What to Do This Week
Put a recurring 30-minute calendar block on every Monday for the next 12 weeks. Title it: Security Practice. Attend it personally. Cancel it only for genuine emergencies. At the end of the 12 weeks, ask yourself whether the security posture of the company is different. The honest answer will tell you whether the practice is real or whether you have been running a project all along.
Talk to a Senior Sunday letter reader Practitioner
iSECTECH builds these standing rhythms for executive teams that want security to feel like a practice rather than a project. If you want help designing the cadence that fits your organization, talk to us. We will not sell you a platform. We will help you build a calendar.
A Note on Burnout and Cadence
A practice that runs at maximum intensity every week is not a practice, it is a sprint dressed up as a routine. The standing rhythms that survive five years have built-in deload weeks. The same is true for security teams. If your team has not had a week in the last quarter without an after-hours incident bridge, you are running a project under the label of a practice, and burnout will resolve the contradiction for you.
“The strongest security cultures I have seen in 2026 share one trait: they protect their team’s recovery time as deliberately as they protect their detection coverage.”
iSECTECH Sunday letter review summary
What the Best CEOs I Know Do Differently
The chief executives I have worked with who treat security as a practice share three concrete behaviors. They keep a small, private list of the three security questions they intend to ask their CISO next quarter, and they refuse to be talked out of asking them. They have a personal point of view on what an acceptable incident response time looks like for their business, expressed in hours, not in policy language, and they have stated it out loud at least once to their executive team. They read at least one breach post-mortem per quarter from a company outside their own industry, because the most useful operational lessons rarely come from competitors who frame their own incidents charitably.
A Word on Why This Sunday Letter Series Exists
These Sunday letters exist because the operating reality of cybersecurity in 2026 is not the same as the executive narrative around it. The narrative still says strategy. The reality says discipline. The narrative still says transformation. The reality says repetition. Every Sunday letter in this sequence has been an attempt to bridge that gap with a single short note that an executive can read with a cup of coffee on a Sunday morning, and then carry into Monday’s leadership meeting. If a single sentence from one of these letters has changed how a board conversation went, the series has done its job.

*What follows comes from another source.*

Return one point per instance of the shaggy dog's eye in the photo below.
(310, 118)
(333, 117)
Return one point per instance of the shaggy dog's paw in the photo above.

The Question Worth Asking on Monday Morning
If a single question summarizes this letter, it is this one. When you walk into the office on Monday morning, ask the most senior security leader in the building what the last unresolved alert from Friday afternoon turned out to be, and listen carefully to whether the answer is specific or generic. A specific answer is a sign of a practice. A generic answer is a sign of a project. There is no third category, and the answer almost never changes between this Monday and the next without deliberate intervention from the top of the organization.
Whatever you decide to take away from this letter, keep the cadence in mind. Cadence is the muscle of every security practice that survives a personnel change, a budget cut, or an executive transition. Practices outlive their founders. Projects do not.
A Quiet Closing Note
If you read only one Sunday letter from this sequence and forget the rest, let it be this one. Cybersecurity in 2026 is not a project. It is a practice. The companies that build the practice will outlast the companies that keep funding the project. That is the whole letter.